万事屋さんは、音が目立たないようにと走行速度を落とした。現在が何時なのかすら把握出来ないこの状況で、帰宅を拒絶するなどといったハイリスクな行為には及ぶつもりもないし、その選択をしたところですることもない。……そうこうしているうちに、作戦決行時の合流地点へと到着してしまい、最後の溜息を吐いてみる。
ヘルメットを外して、自動二輪車から身体を下ろしてみたけれど。中々去り行かない私に疑問の二文字で形成された視線を送りつつも、どうしてか言葉を掛けてこない。──ので。
「報酬、渡してませんでしたね」そう言って懐から広辞苑ほどの厚みを帯びた茶封筒を取り出して「おいくらをご所望でしょうか?」なんて首を傾げると、彼は右下瞼と頬を痙攣しているかのようにヒクヒクとさせて、こちらを見つめた。
「あ……足りませんか?」
あちゃぁ、と頭をガシガシと乱暴に搔いて、猛省。
とんでもない無茶を聞いてもらったのだから、確かにこれ一つでは足りないはずである。自身の実に浅はかな思考回路を呪い「取り敢えず前払いとして……」と手に持ったそれを強引に押し付けると、あからさまに嫌がって、受け取ってはくれず。
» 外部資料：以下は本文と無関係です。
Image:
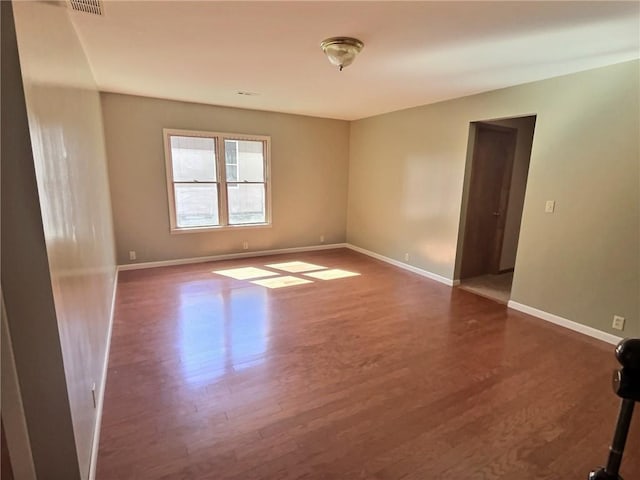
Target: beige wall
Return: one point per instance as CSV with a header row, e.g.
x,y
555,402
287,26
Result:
x,y
582,262
65,123
309,165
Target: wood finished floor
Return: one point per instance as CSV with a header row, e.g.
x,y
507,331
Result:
x,y
382,376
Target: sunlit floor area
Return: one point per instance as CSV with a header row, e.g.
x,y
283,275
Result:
x,y
364,371
495,287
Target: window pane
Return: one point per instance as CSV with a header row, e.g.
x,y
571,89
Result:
x,y
244,160
194,158
196,205
246,204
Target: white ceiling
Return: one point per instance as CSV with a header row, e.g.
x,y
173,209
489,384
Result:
x,y
415,52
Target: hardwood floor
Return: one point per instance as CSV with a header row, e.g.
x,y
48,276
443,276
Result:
x,y
385,375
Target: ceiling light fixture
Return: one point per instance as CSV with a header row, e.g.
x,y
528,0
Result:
x,y
341,51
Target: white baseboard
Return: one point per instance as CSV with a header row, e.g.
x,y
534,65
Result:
x,y
103,383
404,266
563,322
228,256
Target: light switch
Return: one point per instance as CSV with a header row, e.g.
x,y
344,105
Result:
x,y
549,206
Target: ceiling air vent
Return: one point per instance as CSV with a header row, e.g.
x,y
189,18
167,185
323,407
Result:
x,y
87,6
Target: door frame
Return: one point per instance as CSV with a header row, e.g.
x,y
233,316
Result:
x,y
505,187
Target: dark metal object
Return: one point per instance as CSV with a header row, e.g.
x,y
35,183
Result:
x,y
626,384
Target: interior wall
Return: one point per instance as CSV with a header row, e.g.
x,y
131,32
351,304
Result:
x,y
67,137
581,262
309,169
26,284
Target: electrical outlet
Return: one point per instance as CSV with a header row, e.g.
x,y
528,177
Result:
x,y
549,206
618,322
93,395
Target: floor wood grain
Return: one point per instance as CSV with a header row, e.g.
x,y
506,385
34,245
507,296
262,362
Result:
x,y
381,376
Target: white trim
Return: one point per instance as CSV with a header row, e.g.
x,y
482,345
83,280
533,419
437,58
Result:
x,y
103,382
404,266
228,256
563,322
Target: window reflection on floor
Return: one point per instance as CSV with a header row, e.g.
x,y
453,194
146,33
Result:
x,y
295,267
245,273
279,282
221,332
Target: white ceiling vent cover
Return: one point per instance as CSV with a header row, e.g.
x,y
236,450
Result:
x,y
87,6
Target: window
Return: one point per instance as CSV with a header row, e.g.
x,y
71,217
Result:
x,y
216,180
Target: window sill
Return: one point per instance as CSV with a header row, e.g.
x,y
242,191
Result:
x,y
179,231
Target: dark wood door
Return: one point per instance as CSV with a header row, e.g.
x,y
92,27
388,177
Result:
x,y
6,472
491,169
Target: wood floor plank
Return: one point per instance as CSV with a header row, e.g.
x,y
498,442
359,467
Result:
x,y
381,376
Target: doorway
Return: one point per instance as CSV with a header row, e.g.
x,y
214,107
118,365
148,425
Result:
x,y
495,183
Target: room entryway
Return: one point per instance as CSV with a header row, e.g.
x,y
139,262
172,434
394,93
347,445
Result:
x,y
495,183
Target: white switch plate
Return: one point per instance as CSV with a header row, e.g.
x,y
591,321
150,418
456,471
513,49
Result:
x,y
618,322
549,206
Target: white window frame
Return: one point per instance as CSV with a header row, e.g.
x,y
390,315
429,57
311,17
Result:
x,y
223,207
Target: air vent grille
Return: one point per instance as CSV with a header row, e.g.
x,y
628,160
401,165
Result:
x,y
87,6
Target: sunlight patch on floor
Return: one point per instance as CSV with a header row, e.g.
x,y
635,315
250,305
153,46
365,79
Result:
x,y
245,273
295,267
280,282
331,274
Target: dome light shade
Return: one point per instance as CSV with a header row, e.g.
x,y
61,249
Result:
x,y
341,51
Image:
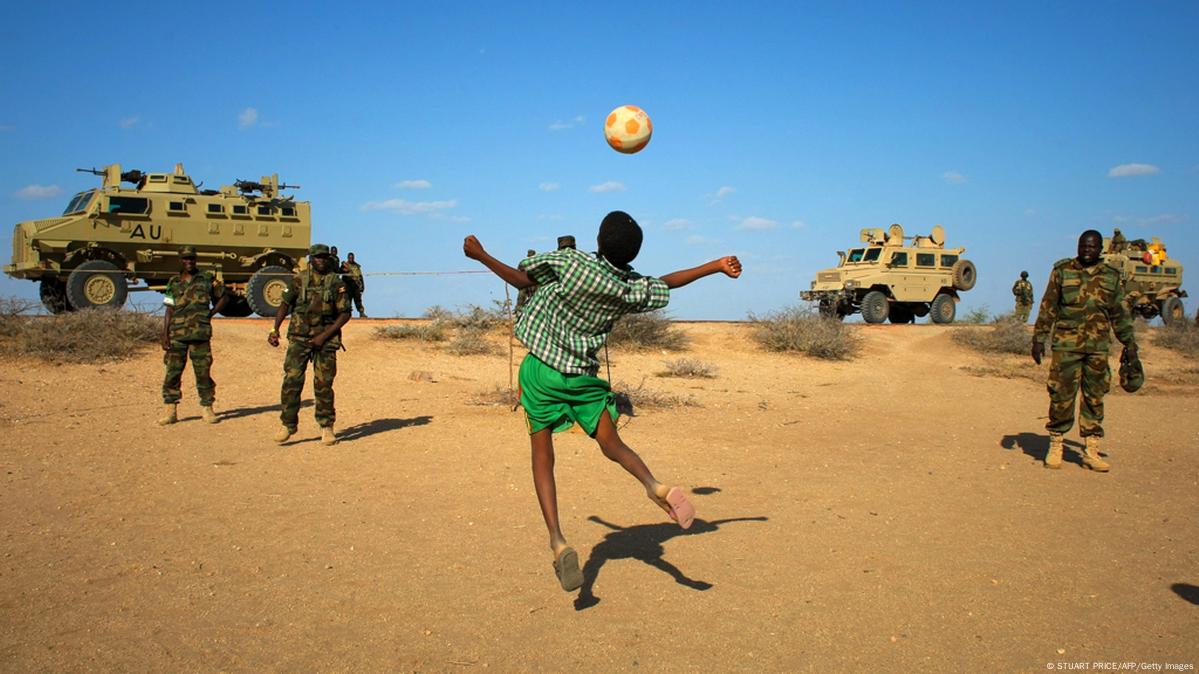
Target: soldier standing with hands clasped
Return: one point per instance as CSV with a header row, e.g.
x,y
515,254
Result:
x,y
1082,306
1023,292
319,307
187,330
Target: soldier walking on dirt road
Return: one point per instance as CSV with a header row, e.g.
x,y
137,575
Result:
x,y
1082,306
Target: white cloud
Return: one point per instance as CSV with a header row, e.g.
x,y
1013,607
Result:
x,y
1126,170
403,206
610,186
247,118
559,125
414,185
757,223
38,192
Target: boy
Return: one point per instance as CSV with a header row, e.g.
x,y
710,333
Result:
x,y
578,299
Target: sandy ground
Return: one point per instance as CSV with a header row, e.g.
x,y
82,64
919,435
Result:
x,y
889,513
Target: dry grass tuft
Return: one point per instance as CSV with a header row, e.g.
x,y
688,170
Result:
x,y
83,336
650,330
691,368
805,331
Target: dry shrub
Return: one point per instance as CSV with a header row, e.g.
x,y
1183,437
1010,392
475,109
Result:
x,y
83,336
652,398
1182,337
470,342
649,330
434,331
1006,335
692,368
806,331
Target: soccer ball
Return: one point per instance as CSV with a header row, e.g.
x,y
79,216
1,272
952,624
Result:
x,y
627,130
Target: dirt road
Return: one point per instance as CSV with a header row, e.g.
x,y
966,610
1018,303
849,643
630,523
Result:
x,y
883,515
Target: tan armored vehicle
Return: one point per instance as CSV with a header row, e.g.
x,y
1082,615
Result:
x,y
895,277
1152,281
120,238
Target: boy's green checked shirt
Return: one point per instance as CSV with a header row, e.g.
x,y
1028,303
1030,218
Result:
x,y
578,299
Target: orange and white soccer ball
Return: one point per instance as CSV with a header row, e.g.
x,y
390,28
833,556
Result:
x,y
627,130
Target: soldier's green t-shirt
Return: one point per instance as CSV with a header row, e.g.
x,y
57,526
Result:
x,y
1083,306
315,302
191,301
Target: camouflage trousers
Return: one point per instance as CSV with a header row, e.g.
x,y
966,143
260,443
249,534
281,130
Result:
x,y
324,369
1067,371
1023,311
175,361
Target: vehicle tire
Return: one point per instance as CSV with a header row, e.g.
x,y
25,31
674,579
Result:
x,y
1172,311
944,310
964,275
236,307
96,283
54,295
875,307
265,289
901,314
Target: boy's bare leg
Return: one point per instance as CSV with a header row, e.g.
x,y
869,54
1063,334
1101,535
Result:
x,y
618,451
547,489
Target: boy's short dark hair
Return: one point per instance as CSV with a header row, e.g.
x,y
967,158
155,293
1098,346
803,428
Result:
x,y
620,238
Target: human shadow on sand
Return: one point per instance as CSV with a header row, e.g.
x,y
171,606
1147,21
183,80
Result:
x,y
380,426
1037,446
644,542
261,409
1187,591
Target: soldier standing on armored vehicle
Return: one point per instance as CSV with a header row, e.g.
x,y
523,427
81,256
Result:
x,y
1023,292
319,307
355,283
1082,306
187,330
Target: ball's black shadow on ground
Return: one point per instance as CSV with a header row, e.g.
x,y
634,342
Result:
x,y
1036,446
644,542
1187,591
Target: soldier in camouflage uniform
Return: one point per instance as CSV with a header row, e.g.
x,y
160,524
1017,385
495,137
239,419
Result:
x,y
1082,306
191,300
1023,292
319,306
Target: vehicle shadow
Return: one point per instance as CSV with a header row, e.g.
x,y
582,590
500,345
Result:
x,y
644,542
261,409
380,426
1036,446
1187,591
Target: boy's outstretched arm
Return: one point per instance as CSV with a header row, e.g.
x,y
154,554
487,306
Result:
x,y
474,250
730,266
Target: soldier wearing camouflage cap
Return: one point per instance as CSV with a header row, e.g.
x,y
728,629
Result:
x,y
1082,306
319,305
192,298
1023,292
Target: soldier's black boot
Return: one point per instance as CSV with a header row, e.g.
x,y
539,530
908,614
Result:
x,y
1091,456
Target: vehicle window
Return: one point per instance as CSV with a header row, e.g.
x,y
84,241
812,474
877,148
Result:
x,y
127,205
79,202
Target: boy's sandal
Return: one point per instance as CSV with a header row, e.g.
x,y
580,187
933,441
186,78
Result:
x,y
681,510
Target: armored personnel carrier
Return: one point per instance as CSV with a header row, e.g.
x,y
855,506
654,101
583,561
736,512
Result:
x,y
125,236
1152,281
895,277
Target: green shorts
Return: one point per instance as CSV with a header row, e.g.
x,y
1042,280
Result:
x,y
558,401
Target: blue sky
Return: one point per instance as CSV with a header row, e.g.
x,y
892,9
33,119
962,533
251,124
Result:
x,y
781,128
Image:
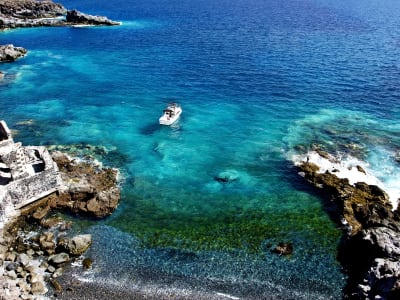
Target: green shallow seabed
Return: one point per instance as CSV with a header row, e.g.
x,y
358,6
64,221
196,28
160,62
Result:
x,y
229,226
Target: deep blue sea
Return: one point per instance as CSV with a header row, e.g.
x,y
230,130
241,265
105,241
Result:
x,y
258,80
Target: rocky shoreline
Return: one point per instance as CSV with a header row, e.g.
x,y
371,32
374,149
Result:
x,y
370,247
32,13
37,245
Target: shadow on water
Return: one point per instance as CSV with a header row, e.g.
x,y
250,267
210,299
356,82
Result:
x,y
150,129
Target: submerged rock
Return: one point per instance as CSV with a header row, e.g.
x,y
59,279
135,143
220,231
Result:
x,y
283,249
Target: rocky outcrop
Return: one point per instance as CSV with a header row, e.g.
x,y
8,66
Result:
x,y
31,9
370,248
87,188
77,17
36,247
32,13
10,53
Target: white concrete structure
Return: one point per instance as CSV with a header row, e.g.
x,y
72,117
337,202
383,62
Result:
x,y
27,174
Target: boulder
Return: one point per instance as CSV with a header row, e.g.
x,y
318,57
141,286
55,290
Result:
x,y
77,245
87,188
283,249
76,17
38,288
10,53
59,258
370,248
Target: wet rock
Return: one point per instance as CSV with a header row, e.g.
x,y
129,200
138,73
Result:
x,y
56,285
370,249
12,274
227,176
77,245
12,266
77,17
88,188
59,258
23,259
87,263
38,288
283,249
10,53
41,212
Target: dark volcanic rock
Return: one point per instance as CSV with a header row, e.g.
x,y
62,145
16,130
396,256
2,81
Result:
x,y
9,53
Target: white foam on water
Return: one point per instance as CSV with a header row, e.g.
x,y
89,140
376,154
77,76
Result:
x,y
346,167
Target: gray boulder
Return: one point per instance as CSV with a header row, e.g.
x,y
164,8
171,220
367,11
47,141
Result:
x,y
59,258
76,17
9,53
77,245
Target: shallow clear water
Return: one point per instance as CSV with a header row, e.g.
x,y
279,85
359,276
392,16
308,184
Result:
x,y
257,80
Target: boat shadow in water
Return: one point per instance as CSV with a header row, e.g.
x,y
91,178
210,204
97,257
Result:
x,y
152,128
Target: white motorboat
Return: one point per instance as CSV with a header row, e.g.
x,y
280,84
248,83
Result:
x,y
170,114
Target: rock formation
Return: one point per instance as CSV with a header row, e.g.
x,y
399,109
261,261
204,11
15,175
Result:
x,y
96,195
370,248
35,246
9,53
32,13
76,17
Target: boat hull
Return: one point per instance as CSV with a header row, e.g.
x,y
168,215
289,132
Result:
x,y
167,120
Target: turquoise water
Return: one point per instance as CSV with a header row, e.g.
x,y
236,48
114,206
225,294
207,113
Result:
x,y
257,80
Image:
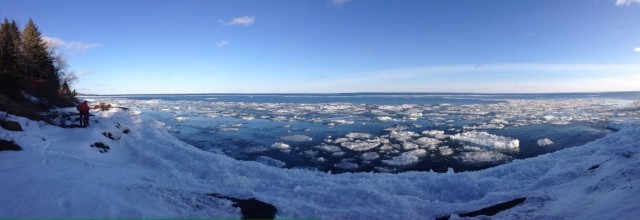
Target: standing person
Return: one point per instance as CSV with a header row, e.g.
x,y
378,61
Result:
x,y
84,114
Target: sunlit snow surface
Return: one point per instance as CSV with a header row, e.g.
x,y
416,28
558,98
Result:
x,y
148,173
342,136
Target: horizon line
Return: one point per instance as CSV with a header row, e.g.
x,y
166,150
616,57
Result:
x,y
358,93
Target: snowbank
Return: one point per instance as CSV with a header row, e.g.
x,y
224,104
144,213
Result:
x,y
148,173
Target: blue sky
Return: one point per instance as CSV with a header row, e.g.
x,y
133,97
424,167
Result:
x,y
256,46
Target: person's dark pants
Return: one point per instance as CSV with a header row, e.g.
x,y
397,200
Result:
x,y
84,118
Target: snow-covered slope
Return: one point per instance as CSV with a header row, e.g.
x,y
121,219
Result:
x,y
149,173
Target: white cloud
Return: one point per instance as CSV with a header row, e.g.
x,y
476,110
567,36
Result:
x,y
626,2
245,20
339,2
223,43
84,73
490,78
54,42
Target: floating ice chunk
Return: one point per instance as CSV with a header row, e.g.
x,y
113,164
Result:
x,y
406,158
296,138
418,153
360,145
402,135
344,164
342,122
355,135
401,160
270,161
426,142
338,154
482,157
445,150
370,156
435,134
545,142
255,149
409,146
341,140
280,146
328,148
472,148
311,153
182,118
487,140
386,147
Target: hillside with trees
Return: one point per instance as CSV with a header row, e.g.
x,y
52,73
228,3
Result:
x,y
32,78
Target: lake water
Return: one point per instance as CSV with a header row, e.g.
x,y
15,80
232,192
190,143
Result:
x,y
389,132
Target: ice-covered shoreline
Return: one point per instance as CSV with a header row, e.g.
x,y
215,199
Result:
x,y
150,173
249,129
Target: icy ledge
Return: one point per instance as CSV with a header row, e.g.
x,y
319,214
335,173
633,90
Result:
x,y
148,173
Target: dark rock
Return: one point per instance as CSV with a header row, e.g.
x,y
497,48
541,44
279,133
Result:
x,y
101,147
11,125
489,211
251,208
495,209
9,145
108,135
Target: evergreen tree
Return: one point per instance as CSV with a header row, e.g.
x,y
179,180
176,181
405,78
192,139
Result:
x,y
10,47
38,62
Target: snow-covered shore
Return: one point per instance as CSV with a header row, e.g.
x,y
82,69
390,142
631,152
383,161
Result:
x,y
148,173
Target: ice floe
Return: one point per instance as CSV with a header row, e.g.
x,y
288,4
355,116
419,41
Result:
x,y
296,138
544,142
270,161
487,140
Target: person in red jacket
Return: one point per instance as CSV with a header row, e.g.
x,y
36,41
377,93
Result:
x,y
84,114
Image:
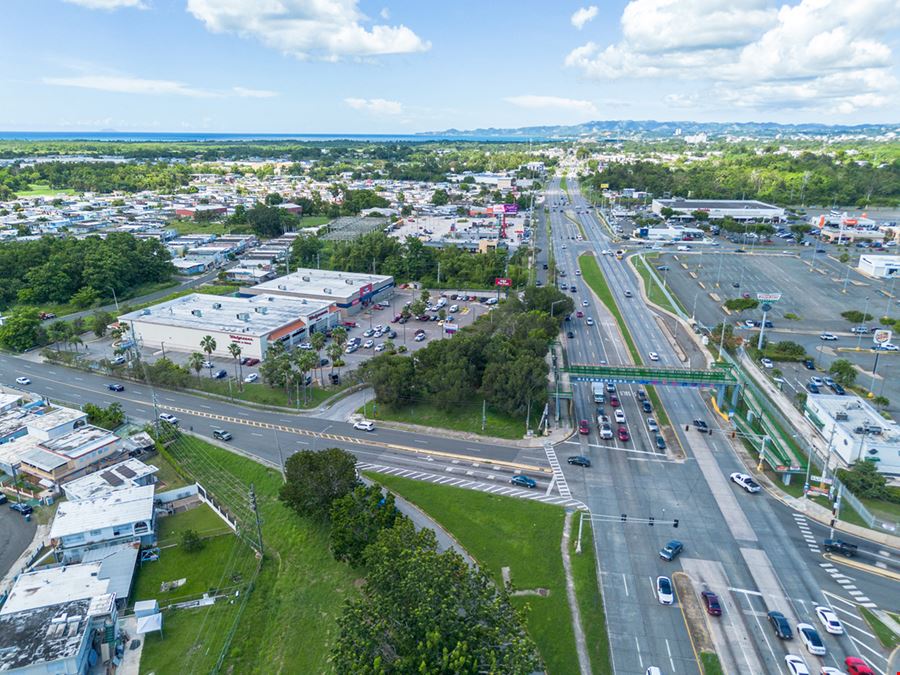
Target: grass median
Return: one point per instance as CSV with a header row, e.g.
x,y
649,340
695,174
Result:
x,y
524,536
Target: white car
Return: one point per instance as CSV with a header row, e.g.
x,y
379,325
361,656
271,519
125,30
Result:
x,y
664,592
809,636
745,482
829,620
796,665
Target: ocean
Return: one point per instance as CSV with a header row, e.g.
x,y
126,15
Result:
x,y
196,137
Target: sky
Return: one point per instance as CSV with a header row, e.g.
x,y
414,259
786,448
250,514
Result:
x,y
403,66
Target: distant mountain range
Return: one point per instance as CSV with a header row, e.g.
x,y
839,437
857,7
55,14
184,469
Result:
x,y
624,129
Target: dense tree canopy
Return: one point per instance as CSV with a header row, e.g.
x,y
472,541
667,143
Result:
x,y
56,269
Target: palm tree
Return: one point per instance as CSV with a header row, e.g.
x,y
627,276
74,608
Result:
x,y
195,363
318,341
235,350
208,344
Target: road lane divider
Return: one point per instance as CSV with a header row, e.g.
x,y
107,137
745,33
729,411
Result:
x,y
354,440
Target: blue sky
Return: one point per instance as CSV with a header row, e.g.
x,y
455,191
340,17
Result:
x,y
357,66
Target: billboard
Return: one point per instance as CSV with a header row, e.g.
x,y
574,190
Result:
x,y
881,336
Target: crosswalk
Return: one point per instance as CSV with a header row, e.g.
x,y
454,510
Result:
x,y
845,582
470,483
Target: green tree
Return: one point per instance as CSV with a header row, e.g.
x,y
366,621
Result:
x,y
843,371
208,345
313,480
356,520
429,612
195,363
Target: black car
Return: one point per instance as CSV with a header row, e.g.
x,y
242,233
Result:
x,y
21,507
781,625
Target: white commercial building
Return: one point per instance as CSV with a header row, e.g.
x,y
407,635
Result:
x,y
253,322
856,431
348,291
880,266
739,209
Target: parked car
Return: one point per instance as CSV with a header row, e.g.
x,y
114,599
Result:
x,y
745,482
809,636
671,550
829,620
664,592
711,603
780,625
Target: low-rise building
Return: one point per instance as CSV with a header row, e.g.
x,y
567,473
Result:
x,y
254,322
856,431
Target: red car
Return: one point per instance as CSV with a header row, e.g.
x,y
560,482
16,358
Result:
x,y
856,666
711,602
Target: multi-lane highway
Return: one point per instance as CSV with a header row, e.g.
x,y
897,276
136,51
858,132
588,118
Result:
x,y
749,549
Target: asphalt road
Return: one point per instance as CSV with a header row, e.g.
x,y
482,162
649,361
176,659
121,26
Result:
x,y
746,547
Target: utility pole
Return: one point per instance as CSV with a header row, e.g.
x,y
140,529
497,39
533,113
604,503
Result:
x,y
255,508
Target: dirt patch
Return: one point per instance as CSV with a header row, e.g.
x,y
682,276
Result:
x,y
694,614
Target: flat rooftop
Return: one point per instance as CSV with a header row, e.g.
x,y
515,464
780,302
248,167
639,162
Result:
x,y
717,204
43,635
117,508
256,315
321,283
55,585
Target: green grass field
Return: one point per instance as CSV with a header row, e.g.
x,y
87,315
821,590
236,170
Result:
x,y
43,190
290,621
466,418
524,536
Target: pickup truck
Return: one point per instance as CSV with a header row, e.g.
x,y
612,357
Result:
x,y
842,547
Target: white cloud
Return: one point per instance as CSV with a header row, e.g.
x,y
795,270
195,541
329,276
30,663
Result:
x,y
376,106
814,54
108,4
552,102
243,92
124,84
583,15
328,28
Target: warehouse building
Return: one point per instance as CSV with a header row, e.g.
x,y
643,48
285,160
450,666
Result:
x,y
253,322
856,431
348,291
739,209
880,266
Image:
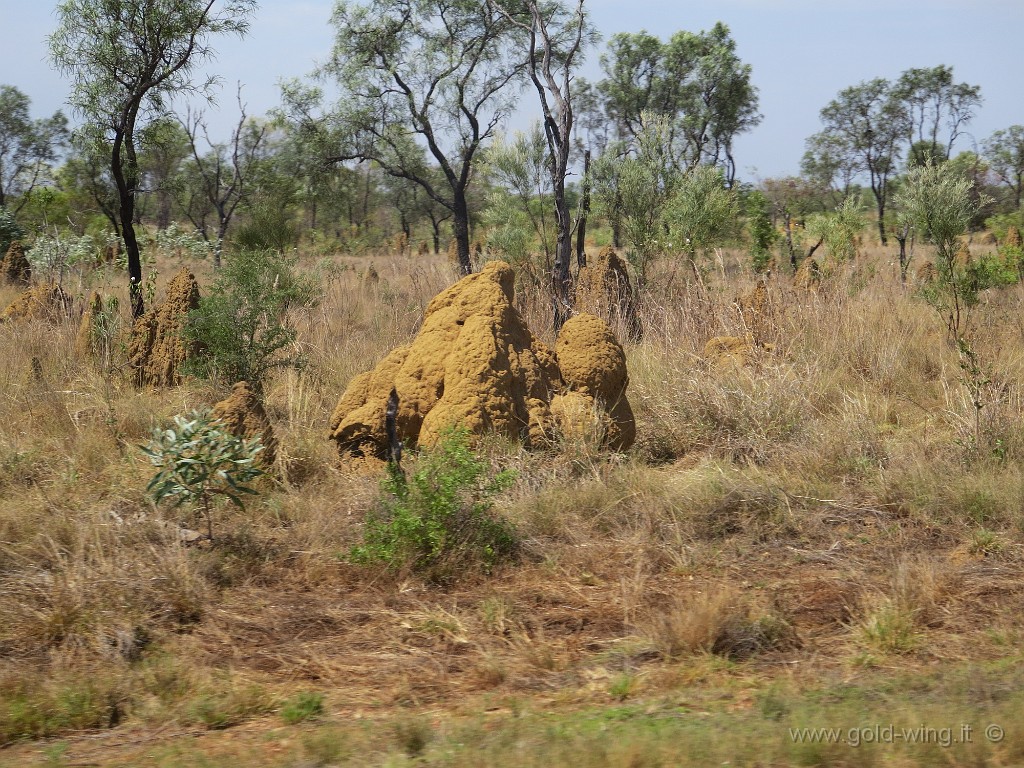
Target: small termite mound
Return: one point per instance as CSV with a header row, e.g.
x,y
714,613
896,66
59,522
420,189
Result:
x,y
158,347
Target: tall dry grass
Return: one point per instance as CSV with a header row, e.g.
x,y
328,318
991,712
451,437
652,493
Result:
x,y
838,502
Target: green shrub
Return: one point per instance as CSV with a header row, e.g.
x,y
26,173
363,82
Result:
x,y
241,323
270,227
438,520
9,230
763,235
304,706
198,461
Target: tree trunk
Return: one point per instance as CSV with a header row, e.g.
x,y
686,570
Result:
x,y
787,221
460,223
125,180
585,211
435,226
563,255
882,218
904,262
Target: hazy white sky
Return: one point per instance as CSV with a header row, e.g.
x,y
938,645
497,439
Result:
x,y
803,52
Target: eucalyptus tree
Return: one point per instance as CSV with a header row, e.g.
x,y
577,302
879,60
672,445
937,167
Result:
x,y
221,173
695,79
27,146
163,145
555,38
418,79
86,177
1005,152
934,101
864,128
938,200
126,59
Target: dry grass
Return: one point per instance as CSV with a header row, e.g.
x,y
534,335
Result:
x,y
835,507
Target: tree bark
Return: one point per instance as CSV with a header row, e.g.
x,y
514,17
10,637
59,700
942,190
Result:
x,y
584,213
561,299
460,224
125,179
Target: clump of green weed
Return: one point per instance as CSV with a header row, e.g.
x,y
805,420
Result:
x,y
197,461
303,706
438,520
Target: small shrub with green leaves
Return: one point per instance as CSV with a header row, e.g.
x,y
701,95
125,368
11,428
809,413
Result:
x,y
198,461
439,521
241,323
763,233
303,706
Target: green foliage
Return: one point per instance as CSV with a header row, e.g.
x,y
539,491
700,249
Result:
x,y
510,236
695,81
522,203
82,702
303,706
840,228
241,323
270,226
9,230
995,270
174,241
55,255
438,520
197,461
763,235
1000,223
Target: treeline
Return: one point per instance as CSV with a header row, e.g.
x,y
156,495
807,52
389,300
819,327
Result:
x,y
411,146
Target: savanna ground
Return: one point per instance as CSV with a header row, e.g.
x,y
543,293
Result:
x,y
827,538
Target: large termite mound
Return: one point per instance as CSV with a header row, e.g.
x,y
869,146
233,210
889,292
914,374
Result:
x,y
476,366
14,269
47,302
243,415
158,346
603,289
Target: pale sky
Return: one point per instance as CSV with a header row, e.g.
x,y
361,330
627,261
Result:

「どっから盗ってきたんだか知らねェが、ガキがそんな大金懐から出すんじゃねーよ!傍から見たらゼッテー俺が悪者に映んだろ!!」
「まさか万事屋さん、私が金庫から盗んできたと勘違いしてらっしゃるのですか!?止してください!!これは私のれっきとした収入です!!」
「はァア!?わけわかんねェことほざいてんじゃねェ!!こんなモンテメーが得られるはずねェだろーが!!」
「馬鹿にしないで頂けますか!?確かにきっかけこそ暇を潰そうとしていただけでしたが、私のFXの才能は天下一です!!さ、貰ってください!!」
依頼料とはまさに気持ちである。万事屋は、精細な値段設定が難しい。だからこそ、こういった善意的な気持ちの表れは喜ぶべきだろうし、金銭面に余裕がない彼にとっては断る理由など存在しないはず。……要するに私は、意味不明以外の何物でもないと言いたいのだ。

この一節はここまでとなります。